Wali Kota Batam, Amsakar Achmad, menyatakan sistem administrasi kependudukan Batam harus mampu melampaui standar nasional mengingat tingginya mobilitas warga yang keluar masuk kota setiap hari untuk keperluan kerja dan bisnis.
“Kondisi tersebut mengharuskan sistem administrasi kependudukan di Batam tidak hanya mengikuti standar nasional, tetapi juga mampu menjawab tantangan dan dinamika perkembangan daerah,” ujar Amsakar.

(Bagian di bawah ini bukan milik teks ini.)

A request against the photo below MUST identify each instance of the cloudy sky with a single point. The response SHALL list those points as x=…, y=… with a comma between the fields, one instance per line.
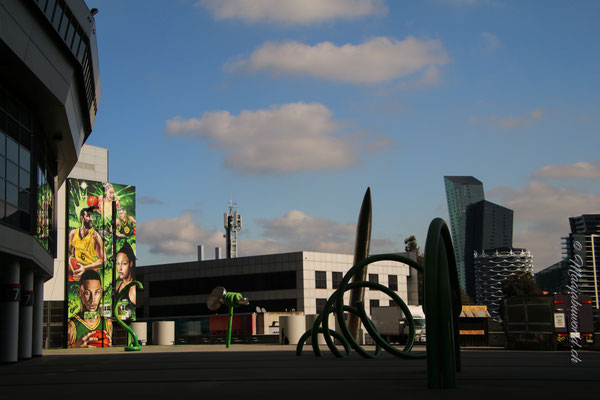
x=292, y=108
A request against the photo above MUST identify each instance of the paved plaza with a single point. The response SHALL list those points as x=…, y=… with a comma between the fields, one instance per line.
x=274, y=371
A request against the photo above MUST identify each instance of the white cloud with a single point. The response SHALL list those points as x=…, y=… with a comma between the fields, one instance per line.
x=491, y=42
x=176, y=236
x=580, y=169
x=289, y=138
x=149, y=200
x=293, y=231
x=293, y=11
x=376, y=60
x=298, y=231
x=510, y=122
x=180, y=236
x=542, y=214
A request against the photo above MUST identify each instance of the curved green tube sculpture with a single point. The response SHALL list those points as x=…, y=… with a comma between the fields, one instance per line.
x=133, y=343
x=441, y=305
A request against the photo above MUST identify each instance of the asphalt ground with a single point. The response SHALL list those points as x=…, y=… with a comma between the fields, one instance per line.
x=274, y=371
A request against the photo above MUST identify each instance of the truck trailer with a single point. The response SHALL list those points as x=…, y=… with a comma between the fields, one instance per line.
x=392, y=325
x=548, y=322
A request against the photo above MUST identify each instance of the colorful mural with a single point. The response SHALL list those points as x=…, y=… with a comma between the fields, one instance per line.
x=100, y=219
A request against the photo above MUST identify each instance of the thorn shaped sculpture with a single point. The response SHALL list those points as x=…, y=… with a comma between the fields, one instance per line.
x=441, y=305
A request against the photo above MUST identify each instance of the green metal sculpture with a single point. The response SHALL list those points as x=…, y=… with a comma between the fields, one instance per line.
x=442, y=307
x=221, y=296
x=132, y=341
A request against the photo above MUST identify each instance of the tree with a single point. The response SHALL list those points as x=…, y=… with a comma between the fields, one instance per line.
x=519, y=284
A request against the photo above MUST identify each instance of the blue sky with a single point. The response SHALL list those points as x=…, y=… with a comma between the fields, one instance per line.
x=293, y=108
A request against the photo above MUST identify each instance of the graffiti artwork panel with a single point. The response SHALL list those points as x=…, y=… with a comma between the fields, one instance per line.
x=94, y=271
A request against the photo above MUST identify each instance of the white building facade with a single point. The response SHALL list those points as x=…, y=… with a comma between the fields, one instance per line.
x=299, y=281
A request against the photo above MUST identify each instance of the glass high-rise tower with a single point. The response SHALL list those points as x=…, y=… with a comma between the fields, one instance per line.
x=461, y=192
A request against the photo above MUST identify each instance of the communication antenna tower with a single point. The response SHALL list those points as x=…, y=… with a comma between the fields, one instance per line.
x=233, y=224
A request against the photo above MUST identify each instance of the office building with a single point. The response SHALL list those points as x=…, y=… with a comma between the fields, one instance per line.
x=492, y=266
x=489, y=226
x=49, y=93
x=582, y=251
x=299, y=281
x=461, y=192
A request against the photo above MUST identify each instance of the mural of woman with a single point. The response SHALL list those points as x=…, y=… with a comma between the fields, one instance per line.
x=106, y=201
x=125, y=269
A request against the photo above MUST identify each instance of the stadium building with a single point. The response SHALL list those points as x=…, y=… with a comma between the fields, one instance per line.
x=49, y=93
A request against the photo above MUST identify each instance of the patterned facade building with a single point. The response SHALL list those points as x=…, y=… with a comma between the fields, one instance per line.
x=492, y=266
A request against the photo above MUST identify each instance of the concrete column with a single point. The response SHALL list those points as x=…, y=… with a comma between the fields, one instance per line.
x=9, y=310
x=26, y=314
x=38, y=317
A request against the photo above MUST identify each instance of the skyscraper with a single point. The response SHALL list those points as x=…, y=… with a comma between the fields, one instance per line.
x=461, y=192
x=582, y=246
x=489, y=226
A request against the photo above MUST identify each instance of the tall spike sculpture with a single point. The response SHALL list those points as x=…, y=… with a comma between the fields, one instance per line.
x=361, y=251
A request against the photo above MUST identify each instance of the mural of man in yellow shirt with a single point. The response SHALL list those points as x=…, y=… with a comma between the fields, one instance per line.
x=86, y=250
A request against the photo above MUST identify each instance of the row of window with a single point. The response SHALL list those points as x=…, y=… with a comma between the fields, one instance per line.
x=239, y=283
x=26, y=183
x=336, y=278
x=67, y=26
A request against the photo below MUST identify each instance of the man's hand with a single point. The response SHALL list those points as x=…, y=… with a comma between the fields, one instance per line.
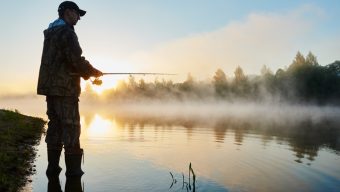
x=97, y=73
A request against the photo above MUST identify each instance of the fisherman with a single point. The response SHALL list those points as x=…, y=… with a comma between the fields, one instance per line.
x=61, y=60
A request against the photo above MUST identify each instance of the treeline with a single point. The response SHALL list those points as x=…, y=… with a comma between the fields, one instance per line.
x=304, y=80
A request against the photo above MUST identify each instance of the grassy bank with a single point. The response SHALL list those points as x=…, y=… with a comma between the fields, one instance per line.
x=18, y=135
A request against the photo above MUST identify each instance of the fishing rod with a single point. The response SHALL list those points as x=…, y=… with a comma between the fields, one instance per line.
x=98, y=81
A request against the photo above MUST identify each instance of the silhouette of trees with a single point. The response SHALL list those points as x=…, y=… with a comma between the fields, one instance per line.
x=304, y=80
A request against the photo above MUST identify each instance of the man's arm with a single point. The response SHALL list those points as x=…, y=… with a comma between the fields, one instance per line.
x=78, y=63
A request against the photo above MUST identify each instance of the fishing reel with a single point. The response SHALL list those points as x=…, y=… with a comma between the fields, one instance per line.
x=96, y=81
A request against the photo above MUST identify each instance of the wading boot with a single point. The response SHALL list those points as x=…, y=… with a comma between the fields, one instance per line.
x=73, y=163
x=53, y=184
x=53, y=157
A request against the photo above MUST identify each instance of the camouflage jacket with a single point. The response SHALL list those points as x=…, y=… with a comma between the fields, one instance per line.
x=62, y=56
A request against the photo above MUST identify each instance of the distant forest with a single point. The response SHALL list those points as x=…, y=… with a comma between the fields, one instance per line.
x=303, y=81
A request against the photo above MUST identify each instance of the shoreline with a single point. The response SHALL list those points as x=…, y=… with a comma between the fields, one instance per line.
x=19, y=134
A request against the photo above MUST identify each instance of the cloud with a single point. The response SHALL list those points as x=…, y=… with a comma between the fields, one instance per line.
x=270, y=39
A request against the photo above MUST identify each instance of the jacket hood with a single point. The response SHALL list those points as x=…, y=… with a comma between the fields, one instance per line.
x=53, y=27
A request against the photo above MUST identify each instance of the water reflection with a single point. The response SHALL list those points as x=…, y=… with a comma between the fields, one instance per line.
x=229, y=145
x=73, y=184
x=305, y=138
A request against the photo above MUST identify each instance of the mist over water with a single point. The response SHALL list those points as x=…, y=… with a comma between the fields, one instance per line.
x=211, y=112
x=232, y=145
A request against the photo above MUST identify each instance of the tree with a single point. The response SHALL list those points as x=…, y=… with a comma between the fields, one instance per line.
x=239, y=75
x=311, y=59
x=220, y=83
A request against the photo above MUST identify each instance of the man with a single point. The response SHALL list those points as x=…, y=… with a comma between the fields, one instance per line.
x=61, y=68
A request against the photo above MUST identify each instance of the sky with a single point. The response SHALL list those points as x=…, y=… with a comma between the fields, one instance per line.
x=171, y=36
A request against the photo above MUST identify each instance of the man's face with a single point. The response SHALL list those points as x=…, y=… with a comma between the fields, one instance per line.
x=71, y=16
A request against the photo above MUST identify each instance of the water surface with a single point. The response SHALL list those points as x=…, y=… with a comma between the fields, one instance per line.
x=254, y=148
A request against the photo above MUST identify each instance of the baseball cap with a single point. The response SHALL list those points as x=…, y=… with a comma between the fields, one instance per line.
x=70, y=5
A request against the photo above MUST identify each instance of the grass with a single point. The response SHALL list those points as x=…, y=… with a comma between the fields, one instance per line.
x=18, y=135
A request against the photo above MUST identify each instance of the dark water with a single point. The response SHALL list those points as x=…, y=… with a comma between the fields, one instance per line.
x=258, y=148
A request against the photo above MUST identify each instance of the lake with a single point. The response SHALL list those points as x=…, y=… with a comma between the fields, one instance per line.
x=230, y=146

Selain Ranperda Adminduk, rapat paripurna tersebut juga membahas rancangan aturan tentang prasarana perumahan.
Amsakar menegaskan data kependudukan yang akurat dan terintegrasi menjadi dasar perencanaan pembangunan, layanan kesehatan, dan iklim investasi di Batam.
“Melalui peraturan daerah ini kita berharap pelayanan administrasi kependudukan di Kota Batam dapat berjalan lebih tertib, transparan, dan akuntabel, sekaligus memudahkan masyarakat dalam memperoleh hak-hak administratifnya,” kata Amsakar.